Reputation: 307
I have implement matrix class using two dimensional vectors in C++ (vector<vector<float>>()
). I now want to optimize the code using GPGPU using openCL. But i am runing in to problems every miniute. So Please help me and give me so tips to do this.
My requirements are follows
One of my code segments to do this as follows, here in my kernal I try to add 10 to every element.
But output shows that it only change the values in frist vector[0][n] elemets.
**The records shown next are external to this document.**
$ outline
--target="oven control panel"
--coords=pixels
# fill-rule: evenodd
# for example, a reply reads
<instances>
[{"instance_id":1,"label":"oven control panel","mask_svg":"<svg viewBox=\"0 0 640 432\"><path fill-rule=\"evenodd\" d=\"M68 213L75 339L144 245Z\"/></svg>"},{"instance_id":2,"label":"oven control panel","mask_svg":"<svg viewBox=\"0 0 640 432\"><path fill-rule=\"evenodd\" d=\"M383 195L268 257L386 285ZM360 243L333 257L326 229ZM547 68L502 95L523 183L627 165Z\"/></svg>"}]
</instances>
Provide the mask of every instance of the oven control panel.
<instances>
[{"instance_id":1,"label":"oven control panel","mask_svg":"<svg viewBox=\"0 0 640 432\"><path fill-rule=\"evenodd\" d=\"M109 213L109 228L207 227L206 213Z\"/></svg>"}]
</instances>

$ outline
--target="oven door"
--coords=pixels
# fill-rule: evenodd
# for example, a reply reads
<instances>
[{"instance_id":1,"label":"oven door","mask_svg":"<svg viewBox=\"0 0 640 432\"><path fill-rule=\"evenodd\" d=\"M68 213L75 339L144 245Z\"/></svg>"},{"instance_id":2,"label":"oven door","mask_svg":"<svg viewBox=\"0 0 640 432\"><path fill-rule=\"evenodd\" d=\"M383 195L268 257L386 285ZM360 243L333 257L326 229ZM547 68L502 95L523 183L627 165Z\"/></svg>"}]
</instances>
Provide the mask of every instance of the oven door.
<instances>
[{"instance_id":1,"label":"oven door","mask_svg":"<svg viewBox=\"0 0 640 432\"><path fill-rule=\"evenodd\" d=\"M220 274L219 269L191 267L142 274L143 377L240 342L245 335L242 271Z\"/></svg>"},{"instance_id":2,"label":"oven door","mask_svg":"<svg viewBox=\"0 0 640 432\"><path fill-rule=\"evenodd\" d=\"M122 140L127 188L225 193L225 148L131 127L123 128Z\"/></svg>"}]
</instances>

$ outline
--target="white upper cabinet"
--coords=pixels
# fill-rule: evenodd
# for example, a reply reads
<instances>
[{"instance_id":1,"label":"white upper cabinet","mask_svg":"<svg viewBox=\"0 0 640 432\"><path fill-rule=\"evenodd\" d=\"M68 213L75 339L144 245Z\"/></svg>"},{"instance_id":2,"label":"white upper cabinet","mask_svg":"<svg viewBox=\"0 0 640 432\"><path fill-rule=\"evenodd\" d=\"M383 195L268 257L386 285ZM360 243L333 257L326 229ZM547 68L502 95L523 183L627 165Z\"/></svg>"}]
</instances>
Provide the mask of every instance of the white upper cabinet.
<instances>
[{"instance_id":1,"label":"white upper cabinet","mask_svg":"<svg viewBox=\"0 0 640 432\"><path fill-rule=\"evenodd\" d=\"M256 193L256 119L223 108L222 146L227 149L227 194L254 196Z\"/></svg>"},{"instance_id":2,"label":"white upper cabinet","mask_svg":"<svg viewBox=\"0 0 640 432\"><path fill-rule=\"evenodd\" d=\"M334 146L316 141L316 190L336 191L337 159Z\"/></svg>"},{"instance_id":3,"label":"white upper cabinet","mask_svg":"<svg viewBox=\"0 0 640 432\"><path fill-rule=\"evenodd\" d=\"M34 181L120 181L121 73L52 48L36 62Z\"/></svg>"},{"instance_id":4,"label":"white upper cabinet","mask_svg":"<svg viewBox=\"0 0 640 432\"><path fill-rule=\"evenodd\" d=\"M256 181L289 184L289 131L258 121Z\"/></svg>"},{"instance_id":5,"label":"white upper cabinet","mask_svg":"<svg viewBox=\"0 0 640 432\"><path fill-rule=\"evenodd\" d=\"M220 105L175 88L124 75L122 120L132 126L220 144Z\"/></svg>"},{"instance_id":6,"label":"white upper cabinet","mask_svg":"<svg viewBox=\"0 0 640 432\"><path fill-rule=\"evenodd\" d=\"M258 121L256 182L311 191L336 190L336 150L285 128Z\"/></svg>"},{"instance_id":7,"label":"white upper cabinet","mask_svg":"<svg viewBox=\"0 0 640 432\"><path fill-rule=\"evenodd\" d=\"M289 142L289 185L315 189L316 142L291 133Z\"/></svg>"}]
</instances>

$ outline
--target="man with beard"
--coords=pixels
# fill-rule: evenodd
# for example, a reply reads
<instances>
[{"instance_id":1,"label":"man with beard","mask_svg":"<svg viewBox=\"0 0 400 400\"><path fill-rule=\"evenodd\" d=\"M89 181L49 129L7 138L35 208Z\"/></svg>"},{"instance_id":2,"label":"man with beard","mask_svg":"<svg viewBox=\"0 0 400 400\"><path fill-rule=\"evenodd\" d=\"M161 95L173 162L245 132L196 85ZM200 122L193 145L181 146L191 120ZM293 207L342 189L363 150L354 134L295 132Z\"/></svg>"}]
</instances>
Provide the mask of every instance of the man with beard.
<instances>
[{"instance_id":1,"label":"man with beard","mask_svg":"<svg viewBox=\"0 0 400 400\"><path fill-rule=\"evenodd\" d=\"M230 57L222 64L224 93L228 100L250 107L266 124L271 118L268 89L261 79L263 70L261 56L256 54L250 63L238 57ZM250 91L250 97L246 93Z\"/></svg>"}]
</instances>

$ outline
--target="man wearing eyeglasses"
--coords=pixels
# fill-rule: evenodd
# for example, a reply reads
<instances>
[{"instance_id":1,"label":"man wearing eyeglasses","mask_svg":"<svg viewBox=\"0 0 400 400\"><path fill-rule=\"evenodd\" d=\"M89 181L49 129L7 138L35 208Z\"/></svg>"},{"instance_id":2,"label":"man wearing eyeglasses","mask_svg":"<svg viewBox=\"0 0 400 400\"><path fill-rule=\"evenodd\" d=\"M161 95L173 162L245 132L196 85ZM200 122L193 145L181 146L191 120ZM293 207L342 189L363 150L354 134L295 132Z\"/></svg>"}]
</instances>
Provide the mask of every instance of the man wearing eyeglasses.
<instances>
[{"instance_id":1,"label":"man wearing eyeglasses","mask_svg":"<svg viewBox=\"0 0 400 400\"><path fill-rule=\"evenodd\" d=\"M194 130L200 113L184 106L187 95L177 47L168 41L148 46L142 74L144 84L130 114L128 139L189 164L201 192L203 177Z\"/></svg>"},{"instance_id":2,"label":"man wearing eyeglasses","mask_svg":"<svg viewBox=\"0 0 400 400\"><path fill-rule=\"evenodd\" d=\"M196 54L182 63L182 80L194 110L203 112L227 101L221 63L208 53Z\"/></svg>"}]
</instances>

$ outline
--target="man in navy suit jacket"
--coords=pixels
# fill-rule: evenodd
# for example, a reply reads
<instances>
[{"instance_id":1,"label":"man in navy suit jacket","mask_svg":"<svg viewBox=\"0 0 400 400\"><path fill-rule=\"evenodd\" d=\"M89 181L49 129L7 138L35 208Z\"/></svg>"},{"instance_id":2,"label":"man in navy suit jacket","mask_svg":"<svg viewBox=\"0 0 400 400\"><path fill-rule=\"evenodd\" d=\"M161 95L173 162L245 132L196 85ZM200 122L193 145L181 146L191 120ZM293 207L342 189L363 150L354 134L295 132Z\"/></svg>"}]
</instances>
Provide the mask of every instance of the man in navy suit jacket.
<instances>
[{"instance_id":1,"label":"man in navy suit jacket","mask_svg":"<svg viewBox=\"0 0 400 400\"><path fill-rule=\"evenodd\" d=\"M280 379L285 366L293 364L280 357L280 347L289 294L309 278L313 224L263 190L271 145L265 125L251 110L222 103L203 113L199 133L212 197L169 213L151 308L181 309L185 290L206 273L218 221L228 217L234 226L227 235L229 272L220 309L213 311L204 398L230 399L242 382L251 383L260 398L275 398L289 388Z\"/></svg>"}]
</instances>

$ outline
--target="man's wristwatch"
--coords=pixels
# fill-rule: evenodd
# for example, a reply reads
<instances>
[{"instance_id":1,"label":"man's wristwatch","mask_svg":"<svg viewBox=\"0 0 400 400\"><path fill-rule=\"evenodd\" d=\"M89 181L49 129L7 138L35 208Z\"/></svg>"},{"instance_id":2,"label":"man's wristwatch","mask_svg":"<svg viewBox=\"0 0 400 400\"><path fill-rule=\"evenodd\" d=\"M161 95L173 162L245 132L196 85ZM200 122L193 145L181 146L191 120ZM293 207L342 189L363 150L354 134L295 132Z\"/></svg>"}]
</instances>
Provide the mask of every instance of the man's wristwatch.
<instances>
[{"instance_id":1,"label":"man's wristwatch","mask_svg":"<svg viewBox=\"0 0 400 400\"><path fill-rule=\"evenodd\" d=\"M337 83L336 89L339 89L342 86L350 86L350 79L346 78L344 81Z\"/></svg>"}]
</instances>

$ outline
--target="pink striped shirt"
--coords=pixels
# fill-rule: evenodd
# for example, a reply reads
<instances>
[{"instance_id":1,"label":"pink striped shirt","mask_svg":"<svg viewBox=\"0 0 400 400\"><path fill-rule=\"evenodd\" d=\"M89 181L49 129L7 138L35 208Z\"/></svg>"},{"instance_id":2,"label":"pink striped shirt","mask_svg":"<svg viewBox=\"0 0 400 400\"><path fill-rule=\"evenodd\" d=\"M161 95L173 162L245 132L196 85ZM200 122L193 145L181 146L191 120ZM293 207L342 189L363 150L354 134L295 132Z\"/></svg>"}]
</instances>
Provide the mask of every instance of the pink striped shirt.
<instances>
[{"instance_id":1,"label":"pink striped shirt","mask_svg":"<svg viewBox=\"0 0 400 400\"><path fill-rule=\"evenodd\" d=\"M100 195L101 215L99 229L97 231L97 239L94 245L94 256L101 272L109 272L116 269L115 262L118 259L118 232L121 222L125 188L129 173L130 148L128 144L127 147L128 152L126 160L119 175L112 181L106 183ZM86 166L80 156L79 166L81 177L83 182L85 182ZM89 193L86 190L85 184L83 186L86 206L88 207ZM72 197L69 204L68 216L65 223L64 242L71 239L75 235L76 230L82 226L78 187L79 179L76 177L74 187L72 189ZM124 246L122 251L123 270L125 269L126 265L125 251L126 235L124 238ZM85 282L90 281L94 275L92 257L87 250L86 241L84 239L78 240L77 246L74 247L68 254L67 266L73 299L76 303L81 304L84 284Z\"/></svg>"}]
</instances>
This is the segment in my host program....
int in_vec_size = 100;
int out_vec_size = 100;
vector<vector<float>> in_vec(10,vector<float>(10));
vector<vector<float>> out_vec(10, vector<float>(10));
int k = 0;
//initialize the input vec
for (int i=0; i < 10;i++)
{
for (int j = 0; j < 10;j++)
{
in_vec[i][j] = k++;
out_vec[i][j] = 0;
}
}
//creating bufferes
cl::Buffer inBuff(context, CL_MEM_READ_ONLY | CL_MEM_COPY_HOST_PTR, in_vec_size*4, &in_vec[0][0]);
cl::Buffer outBuff(context, CL_MEM_WRITE_ONLY, out_vec_size*4, NULL);
//set kernal args
kernal.setArg(0, inBuff);
kernal.setArg(1, outBuff);
kernal.setArg(2, in_vec_size);
cl::CommandQueue queue(context, devices_gpu[0]);
queue.enqueueTask(kernal);
queue.enqueueWriteBuffer(inBuff, CL_TRUE, 0, in_vec_size*4, &in_vec[0][0]);
queue.enqueueReadBuffer(outBuff, CL_TRUE, 0, out_vec_size*4, &out_vec[0][0]);
for (int i = 0; i < 10; i++)
{
for (int j = 0; j < 10; j++)
{
cout << out_vec[i][j] << endl;
}
}
__kernel void add(__global float*in,__global float*out,int x)
{
// i=get_global_id(0);
for(int i=0;i<x;i++)
{
out[i] = in[i]+10;
}
}
Upvotes: 0
Views: 1369
Reputation: 1814
You're using multdimensonal vector.
It means, that outer vector contains inner vectors in continuous fashion. But content is a class, not a plain data. So, data, which you initialize OpenCL memory objects with, isn't continuous. You initialize cl_mem with insides of vector class implementation data, not matrix data.
Use single vector of size MxN instead. Take a look at this SO questionon.
Upvotes: 4